Windbreaks for the Breaking Winded

If I were to have a Native American name, I bet it would be Josh Breakingwind. I do not have a man cave at my house (cue the sad music), so I need a place to go to do my business-a privacy screen where wind may pass without notice would be lovely. Sadly, the traditional Midwestern windbreaks I have witnessed are lacking much design or thought, so as a follow-up to my privacy screen article, I thought I would take a stab at windbreaks too.

Drive along any country road and one will see that single or maybe multi-row, monoculture stretch of white pine or spruce along the western perimeter of a country lot. Often, these planted stretches are laid out in such a way as to be almost ineffectual. They could be so much more.

Why windbreaks? Well, besides the obvious desire to prevent the next Dust Bowl from passing through, you may want to push the prevailing winds during certain times of year up over your domicile, which wick the heat away from exterior walls otherwise. You might have a prized collection of very rare and fragile hootenanny plants (never ever heard of it? I told you they are rare), and so you desire to create a nice little microclimate.

There are several things to consider when planning a windbreak, including (and I am totally stealing this from the link provided):

  • Appropriate sighting
  • Spacing
  • Shape
  • Species selection
  • Management

Let us start with appropriate sighting. As with all designs, start with the purpose of planting a windbreak. Do you want to prevent all gusts from passing through, or only during certain times of year? If you are not sure, checking out a wind rose online is a good place to start. These provide by the month and year the wind direction and speed. You might want to discourage winter winds, but encourage warmer air mass movement to reduce frost damage. Think this through and plan accordingly.

Now a word or three about spacing. Species planted in a windbreak are meant to reduce wind speed by up to 80% (come on, be a nerd and do the actual calculation!) and thus are planted closer together than normal. Know the area of protection you want to create and then pick your plant height and windbreak length accordingly.

Now a word about shape. The traditional Midwest approach is to plant a straight line (following the property line religiously) consisting of a single, or perhaps two, species matrix of similar height…tall. The problem with a typical windbreak design is multifold. One, if a strong gust hits the single height windbreak, those trees take the full brunt of wind, a single force hitting a wall. The result may be uproot trees. Another problem with a traditional approach lies with all monocultures: disease exposure. Lastly, a windbreak with low diversity is of a single age, or nearly so. It is what foresters call a single class forest, and such forests, of course, die out. A multi-class forest has a diversity of plants maturing at different points. May I suggest a different approach, one that is both more aesthetically pleasing and functional. Try layering. Look at the shape of any wood lot and you will see a triangle or dome shape with mixture of species and forms. Shorter material like shrubs to the outside and taller, longer living species to the middle. This shape lifts the strong wind gusts up and over the tallest trees in a rather aerodynamic fashion.

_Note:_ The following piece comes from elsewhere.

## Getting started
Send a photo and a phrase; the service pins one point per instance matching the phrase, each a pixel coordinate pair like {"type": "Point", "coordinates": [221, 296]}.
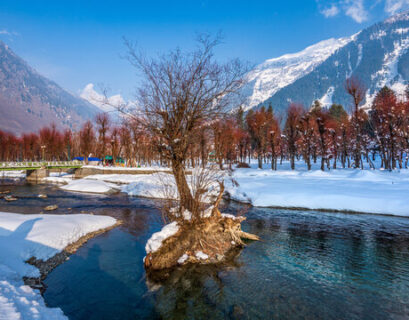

Now a word about species selection. Focus on selecting diversity. Pick for different maturation rates, different textures and forms. Pick plants with more than one function: food for wildlife and you (maybe those deer will stay away from the vegetable patch), or perhaps timber for fuel or construction projects (check out coppicing).

Lastly, a word or eight about management. Do it. Do not plant and walk away.

Josh Steffen
Horticulture and Facilities Manager


2 comments

  1. Blue gum eucalyptus was a very popular windbreak for a very long time through much of coastal California. They are pretty from a distance, but very difficult to work with. They occupy large areas, and are too big to do much with. Now that some are a century old, and getting cut down, they are very difficult to get rid of. They are not allowed to be burned anymore.

    • Ah, the past practices that we come to learn lessons from in the end. Thanks for sharing that, Tony. The suitable Mediterranean climate may be hospitable for the species, but introducing the species has lasting effects.